The matrix $A$ applied to $\mathbf{v}$ produces the same vector, just scaled by some factor $\lambda$. That scaling factor is the eigenvalue.

In words: the matrix transforms most vectors into new directions. But eigenvectors are immune to the rotation — they just get longer or shorter. The eigenvalue tells you by how much.

A concrete example

$$A = \begin{pmatrix} 3 & 1 \ 0 & 2 \end{pmatrix}$$

Try the vector $\mathbf{v}_1 = (1, 0)^T$:

$$A \begin{pmatrix} 1 \ 0 \end{pmatrix} = \begin{pmatrix} 3 \ 0 \end{pmatrix} = 3 \begin{pmatrix} 1 \ 0 \end{pmatrix}$$

Same direction, scaled by 3. So $(1, 0)^T$ is an eigenvector with eigenvalue $\lambda_1 = 3$.

Try $\mathbf{v}_2 = (1, -1)^T$:

$$A \begin{pmatrix} 1 \ -1 \end{pmatrix} = \begin{pmatrix} 2 \ -2 \end{pmatrix} = 2 \begin{pmatrix} 1 \ -1 \end{pmatrix}$$

Same direction, scaled by 2. Eigenvalue $\lambda_2 = 2$.

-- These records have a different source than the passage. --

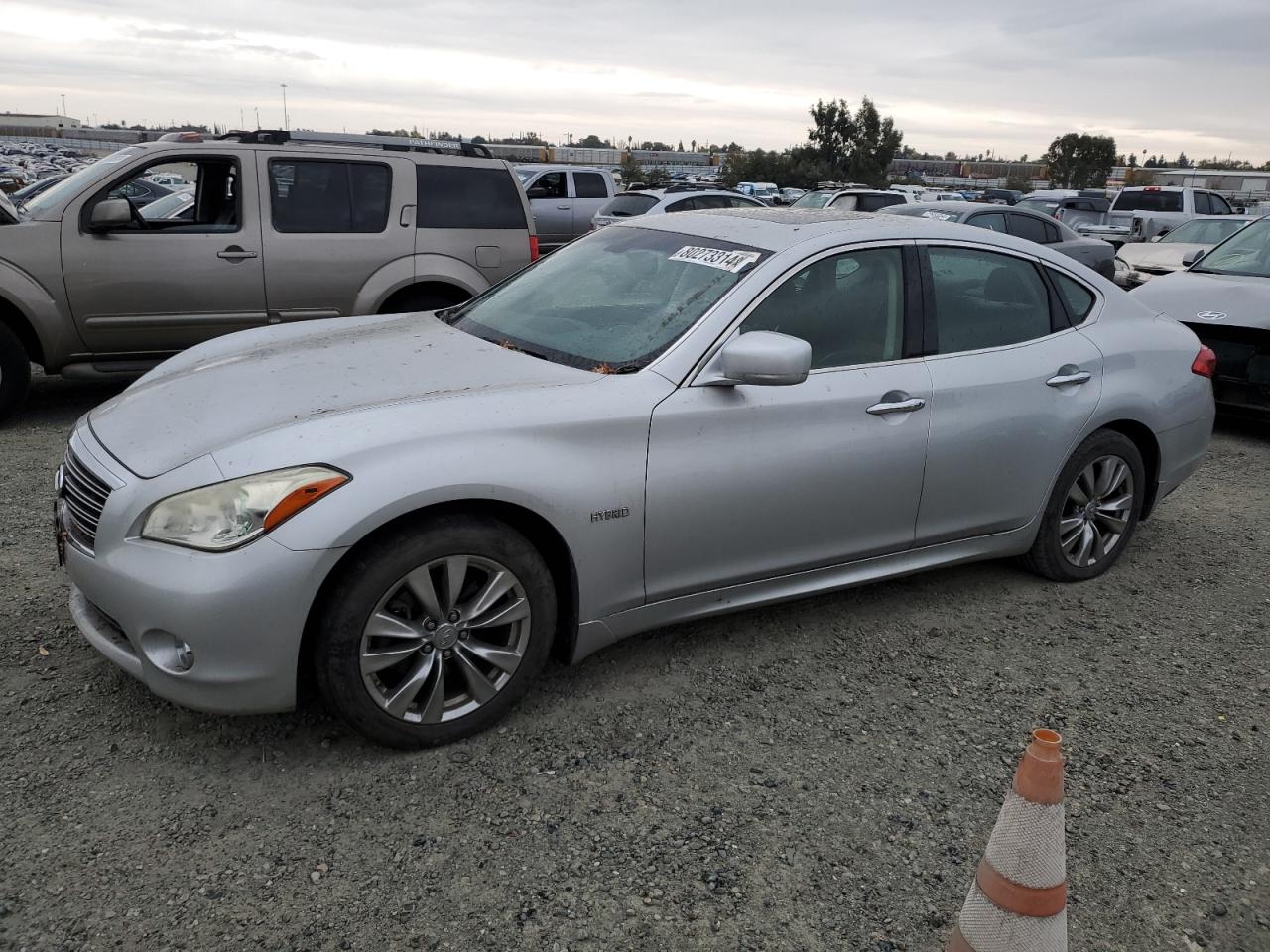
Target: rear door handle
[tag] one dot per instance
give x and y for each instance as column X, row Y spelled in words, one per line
column 896, row 403
column 1069, row 375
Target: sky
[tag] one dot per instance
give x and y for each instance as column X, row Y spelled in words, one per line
column 1164, row 76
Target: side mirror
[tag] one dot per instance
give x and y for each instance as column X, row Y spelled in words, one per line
column 111, row 213
column 765, row 358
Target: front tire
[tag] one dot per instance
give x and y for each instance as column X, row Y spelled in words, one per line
column 435, row 631
column 14, row 372
column 1092, row 512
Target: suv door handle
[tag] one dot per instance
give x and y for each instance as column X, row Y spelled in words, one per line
column 1069, row 375
column 897, row 402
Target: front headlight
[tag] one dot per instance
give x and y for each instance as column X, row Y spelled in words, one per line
column 229, row 515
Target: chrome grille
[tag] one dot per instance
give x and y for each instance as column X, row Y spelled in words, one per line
column 85, row 497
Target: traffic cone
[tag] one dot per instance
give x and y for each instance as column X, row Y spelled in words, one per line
column 1017, row 901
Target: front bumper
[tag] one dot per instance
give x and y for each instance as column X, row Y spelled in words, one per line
column 243, row 613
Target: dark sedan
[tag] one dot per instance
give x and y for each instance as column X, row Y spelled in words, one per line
column 1042, row 229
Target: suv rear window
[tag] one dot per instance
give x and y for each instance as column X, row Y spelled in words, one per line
column 318, row 195
column 1148, row 202
column 467, row 197
column 873, row 203
column 629, row 204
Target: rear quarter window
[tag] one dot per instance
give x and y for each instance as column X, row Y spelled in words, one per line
column 467, row 197
column 1078, row 298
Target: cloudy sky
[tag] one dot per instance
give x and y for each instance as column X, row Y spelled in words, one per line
column 1164, row 76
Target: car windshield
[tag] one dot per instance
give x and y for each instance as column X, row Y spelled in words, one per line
column 629, row 204
column 813, row 199
column 611, row 301
column 1201, row 231
column 1246, row 252
column 71, row 184
column 1148, row 202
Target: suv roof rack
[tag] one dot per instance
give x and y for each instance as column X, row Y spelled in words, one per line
column 400, row 144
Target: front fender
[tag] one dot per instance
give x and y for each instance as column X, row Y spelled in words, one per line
column 51, row 326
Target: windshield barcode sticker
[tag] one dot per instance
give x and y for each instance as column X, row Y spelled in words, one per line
column 715, row 258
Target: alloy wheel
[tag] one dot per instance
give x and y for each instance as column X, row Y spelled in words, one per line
column 1096, row 512
column 444, row 639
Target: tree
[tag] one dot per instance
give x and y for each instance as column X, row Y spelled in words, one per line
column 1080, row 160
column 856, row 148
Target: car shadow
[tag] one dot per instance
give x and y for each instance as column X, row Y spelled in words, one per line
column 56, row 402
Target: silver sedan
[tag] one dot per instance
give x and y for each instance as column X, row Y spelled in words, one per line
column 667, row 419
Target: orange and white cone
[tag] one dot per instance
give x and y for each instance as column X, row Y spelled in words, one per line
column 1017, row 901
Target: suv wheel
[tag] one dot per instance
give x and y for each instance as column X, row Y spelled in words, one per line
column 434, row 634
column 417, row 301
column 1092, row 512
column 14, row 372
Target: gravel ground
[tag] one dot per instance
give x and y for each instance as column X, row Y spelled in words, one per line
column 817, row 775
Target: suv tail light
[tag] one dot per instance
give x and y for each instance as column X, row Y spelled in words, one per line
column 1206, row 363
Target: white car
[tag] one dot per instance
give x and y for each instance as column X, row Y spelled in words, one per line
column 662, row 200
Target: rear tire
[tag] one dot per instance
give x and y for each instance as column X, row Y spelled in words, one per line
column 420, row 299
column 411, row 662
column 1092, row 512
column 14, row 372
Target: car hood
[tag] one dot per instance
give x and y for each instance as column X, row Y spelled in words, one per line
column 1224, row 299
column 243, row 385
column 1157, row 255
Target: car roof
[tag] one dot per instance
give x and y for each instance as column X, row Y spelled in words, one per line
column 779, row 229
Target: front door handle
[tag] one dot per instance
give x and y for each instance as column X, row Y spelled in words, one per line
column 897, row 402
column 1070, row 375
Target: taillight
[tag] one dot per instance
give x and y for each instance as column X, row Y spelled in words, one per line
column 1205, row 363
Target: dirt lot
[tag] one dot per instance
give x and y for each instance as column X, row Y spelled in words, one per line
column 818, row 775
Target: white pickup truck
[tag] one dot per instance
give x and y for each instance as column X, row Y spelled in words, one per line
column 1141, row 213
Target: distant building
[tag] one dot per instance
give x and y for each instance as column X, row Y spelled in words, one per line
column 30, row 121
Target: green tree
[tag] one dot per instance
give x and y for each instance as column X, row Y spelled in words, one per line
column 1080, row 160
column 856, row 148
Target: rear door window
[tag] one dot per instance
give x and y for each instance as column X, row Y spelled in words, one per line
column 985, row 299
column 467, row 197
column 318, row 195
column 589, row 184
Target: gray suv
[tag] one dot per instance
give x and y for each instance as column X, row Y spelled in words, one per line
column 286, row 227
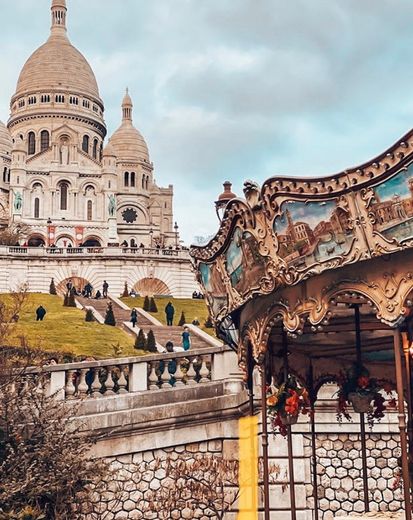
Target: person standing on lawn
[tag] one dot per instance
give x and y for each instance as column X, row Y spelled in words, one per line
column 169, row 312
column 40, row 313
column 186, row 339
column 134, row 317
column 105, row 288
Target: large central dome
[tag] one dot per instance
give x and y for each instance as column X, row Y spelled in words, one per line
column 57, row 65
column 57, row 82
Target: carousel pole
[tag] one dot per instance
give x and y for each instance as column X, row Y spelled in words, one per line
column 409, row 392
column 362, row 421
column 289, row 439
column 402, row 424
column 313, row 396
column 264, row 441
column 250, row 380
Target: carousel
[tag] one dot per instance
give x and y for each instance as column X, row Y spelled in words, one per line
column 311, row 281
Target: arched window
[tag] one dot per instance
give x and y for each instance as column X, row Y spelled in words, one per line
column 36, row 207
column 31, row 143
column 95, row 149
column 44, row 140
column 85, row 143
column 89, row 210
column 63, row 195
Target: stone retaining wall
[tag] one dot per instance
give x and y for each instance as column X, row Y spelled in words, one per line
column 339, row 470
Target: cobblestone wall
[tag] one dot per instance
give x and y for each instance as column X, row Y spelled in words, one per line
column 339, row 471
column 125, row 494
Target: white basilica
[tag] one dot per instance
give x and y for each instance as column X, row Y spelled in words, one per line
column 57, row 177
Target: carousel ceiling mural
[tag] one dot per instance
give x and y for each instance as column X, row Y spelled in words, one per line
column 291, row 229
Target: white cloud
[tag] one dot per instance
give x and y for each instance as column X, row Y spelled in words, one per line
column 239, row 89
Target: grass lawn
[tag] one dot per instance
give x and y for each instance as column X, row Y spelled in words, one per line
column 64, row 329
column 191, row 308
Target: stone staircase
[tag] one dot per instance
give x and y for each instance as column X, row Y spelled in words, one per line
column 162, row 332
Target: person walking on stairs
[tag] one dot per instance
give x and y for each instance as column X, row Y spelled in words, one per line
column 169, row 312
column 40, row 313
column 186, row 339
column 134, row 317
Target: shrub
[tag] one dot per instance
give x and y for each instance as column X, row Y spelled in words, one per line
column 89, row 315
column 125, row 293
column 151, row 342
column 152, row 305
column 110, row 317
column 146, row 303
column 208, row 323
column 71, row 302
column 140, row 341
column 52, row 287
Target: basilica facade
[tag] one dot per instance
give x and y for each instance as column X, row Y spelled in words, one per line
column 58, row 178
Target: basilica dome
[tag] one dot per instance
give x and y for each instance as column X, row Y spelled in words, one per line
column 57, row 65
column 6, row 143
column 127, row 142
column 57, row 82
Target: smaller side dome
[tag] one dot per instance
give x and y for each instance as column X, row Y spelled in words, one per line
column 109, row 151
column 127, row 141
column 227, row 194
column 6, row 143
column 18, row 145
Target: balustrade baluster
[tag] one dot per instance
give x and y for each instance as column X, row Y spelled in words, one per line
column 96, row 384
column 153, row 377
column 191, row 374
column 165, row 376
column 109, row 383
column 70, row 387
column 179, row 374
column 204, row 371
column 82, row 387
column 122, row 382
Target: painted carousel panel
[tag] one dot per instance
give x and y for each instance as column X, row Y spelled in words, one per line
column 392, row 206
column 244, row 263
column 214, row 286
column 312, row 232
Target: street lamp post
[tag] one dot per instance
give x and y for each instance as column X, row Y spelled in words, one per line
column 176, row 235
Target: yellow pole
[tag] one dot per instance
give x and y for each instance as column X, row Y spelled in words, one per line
column 248, row 468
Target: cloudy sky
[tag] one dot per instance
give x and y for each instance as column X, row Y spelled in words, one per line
column 237, row 89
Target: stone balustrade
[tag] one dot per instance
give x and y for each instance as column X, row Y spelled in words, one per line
column 89, row 251
column 111, row 377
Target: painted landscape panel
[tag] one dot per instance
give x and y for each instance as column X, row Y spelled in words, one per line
column 214, row 286
column 393, row 206
column 312, row 232
column 244, row 263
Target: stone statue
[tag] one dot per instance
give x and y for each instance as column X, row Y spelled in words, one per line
column 18, row 201
column 112, row 205
column 64, row 154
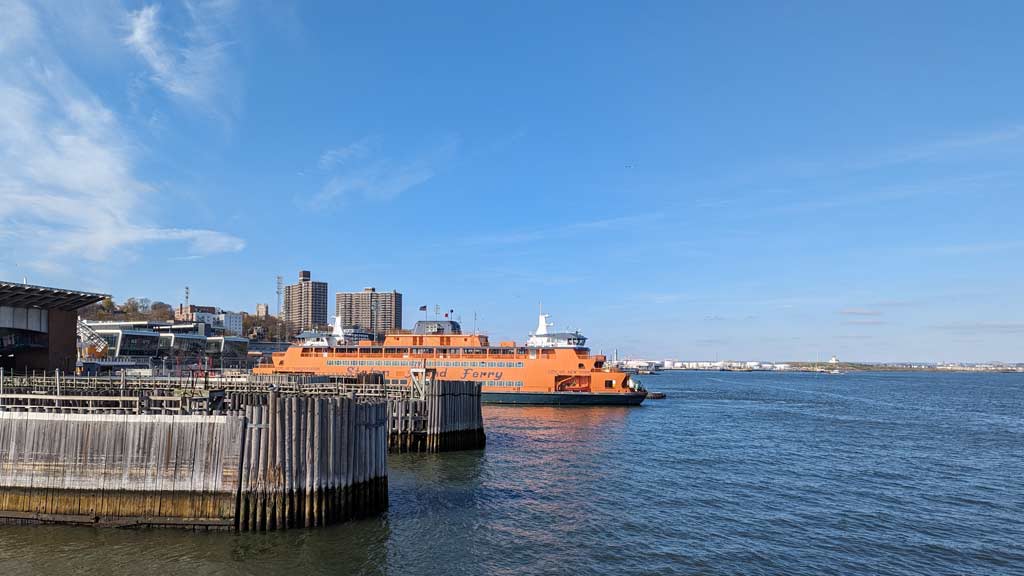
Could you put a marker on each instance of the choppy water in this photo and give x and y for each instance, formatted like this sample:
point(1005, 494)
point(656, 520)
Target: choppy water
point(733, 474)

A $2 \times 2$ matrix has (at most) 2 eigenvectors. A $p \times p$ matrix has (at most) $p$.

Try it yourself

Try It: Eigenvectors

A = [ ; ]
Presets:

The grey arrow is your test vector v. The orange arrow is Av — where the matrix sends it. The dashed lines show the eigenvector directions. Drag v onto a dashed line and watch: Av snaps to the same direction as v, just scaled. That’s what “eigenvector” means — the direction that survives the transformation.

Try the “Symmetric” preset — the eigenvectors are perpendicular (orthogonal). That’s always true for symmetric matrices, including covariance matrices.

Why they matter: the spectral theorem

For symmetric matrices (and covariance matrices are always symmetric), a beautiful result holds:

All eigenvalues are real (not complex)
Eigenvectors corresponding to different eigenvalues are orthogonal (perpendicular)
The matrix can be completely reconstructed from its eigenvalues and eigenvectors

This means a symmetric matrix is just a set of perpendicular directions, each with a scaling factor. The matrix stretches space along those directions — some more than others.

What eigenvalues tell you about data

When the matrix is a covariance matrix, the eigenvectors and eigenvalues have a direct interpretation:

Each eigenvector is a direction in feature space — a particular combination of the original variables
Each eigenvalue is the variance along that direction — how much the data spreads out that way
The eigenvector with the largest eigenvalue points in the direction of maximum variance
The eigenvector with the smallest eigenvalue points in the direction of minimum variance

If you have 67 linguistic features, the covariance matrix is $67 \times 67$ with 67 eigenvectors. Each eigenvector is a “dimension” — a pattern of co-occurrence among features. The eigenvalue tells you how much variance that dimension explains. The largest eigenvalues correspond to the strongest patterns in the data.

This is exactly what PCA does: find the eigenvectors of the covariance matrix, rank them by eigenvalue, and keep the top few. Those are the principal components.